The BJP will enter this election, as it does every election, as if it is fighting to prevent a 2004-style defeat.
This is a party that wins big because it always behaves as if its back is to the wall, predicts Mihir S Sharma.
Twenty years ago, a popular Union government went back to the people, expecting a fresh mandate to govern.
The prime minister was clearly the best-loved politician in the country by far, and the Opposition was led by a leader of unknown abilities who had never won an election.
The political instincts of the ruling party were unparallelled, and it had won the previous election on a surge of nationalism.
The country felt optimistic, and on the cusp of an economic boom.
The world was paying attention to India for the first time, and events like Davos seemed devoted to praising the India story. India seemed to be, well, shining.
We all know what happened in 2004: The National Democratic Alliance failed to achieve a workable majority.
Most of us in the cities of India were shocked. Multiple analyses have since been written of that loss, and various reasons proffered.
The numbers, without any analytical gloss, suggest that the Bharatiya Janata Party had too few allies that won, and though the party easily outdid the Congress in one-to-one fights in places like Madhya Pradesh and Rajasthan, it could not make up for the losses of its allies in states like Tamil Nadu and Bihar.
Prime Minister Atal Bihari Vajpayee himself was relatively reticent about what went wrong, but indicated on one or two occasions that it had been hard to hold his coalition together after the BJP began to be seen by some allies as too anti-minority.
His colleague L K Advani, meanwhile, argued that it had been simple overconfidence: India Shining was a mistake.
Mr Advani's explanation is the one that has gone down in popular history and the public mind as the real one, whatever its actual truth.
The greatest sin in Indian politics, we are often told, is overconfidence.
Is the BJP overconfident in 2024? Internally, the party is confident of improving on its extraordinary showing in 2019, which was itself a startling improvement on its unprecedented majority in 2014.
Is it too certain of pulling off three successive miracles?
We can never know for certain how the Indian electorate will vote, of course: This is too diverse and unpredictable a country.
I merely offer three reasons why 2024 might be different from 2004, even if the vibes are similar.
First, the Congress is weaker today. In 2004, it still had some giant strongholds undivided Andhra Pradesh, for one, under Y S Rajasekhara Reddy could deliver 36 of its 42 seats to the Congress and its allies.
It was the dominant partner even in smaller states like Jharkhand, where it won six seats to its ally the Jharkhand Mukti Morcha's four.

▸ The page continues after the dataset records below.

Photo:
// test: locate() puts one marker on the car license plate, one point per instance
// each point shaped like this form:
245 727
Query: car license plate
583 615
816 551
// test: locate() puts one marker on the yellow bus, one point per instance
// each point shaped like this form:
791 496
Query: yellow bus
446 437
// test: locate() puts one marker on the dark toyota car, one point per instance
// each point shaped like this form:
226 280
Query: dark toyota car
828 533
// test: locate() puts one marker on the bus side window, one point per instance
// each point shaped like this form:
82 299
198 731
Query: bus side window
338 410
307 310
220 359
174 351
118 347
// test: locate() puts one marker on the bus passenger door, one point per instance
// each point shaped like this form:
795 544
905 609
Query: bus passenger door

But extended spells out of power are far worse for patronage-based parties like the Congress than for cadre-based parties like the BJP.
The party machinery in many parts of the country has simply atrophied.
Even if there is rural anger in 2024 which there supposedly was in 2004 it is unclear if the Congress retains the ability to harness it and transform it into votes.
The BJP was an also-ran in states like Assam in 2004; it is now the dominant force in such places, with the Congress local offices simply withering away.
Second, Uttar Pradesh. For 25 years the 80-seat behemoth of the north was irrelevant to New Delhi politics.
The Congress and BJP would split 15 or 20 of those seats between them, but the rest went to regional parties who could be enticed into either camp or neither after the elections.
This ended in 2014. The lock that the BJP now has on UP politics makes it almost impossible to dislodge.
It begins every election campaign with more seats in the bag than the Congress currently has.
And third, the BJP may be confident but the BJP of 2024 may be incapable of being overconfident.
The defining characteristic of how this prime minister and home minister participate in politics is that they leave nothing to chance.
No Opposition leader or possible ally is left unassailed or un-courted.
Every single narrative is dominated by the BJP's foot soldiers.
No crevice of Indian politics or policy, no nook of the media, is allowed to exist free of BJP scrutiny or influence.
Its mindset is completely different 20 years on. The BJP will enter this election, as it does every election, as if it is fighting to prevent a 2004-style defeat.
This is a party that wins big because it always behaves as if its back is to the wall.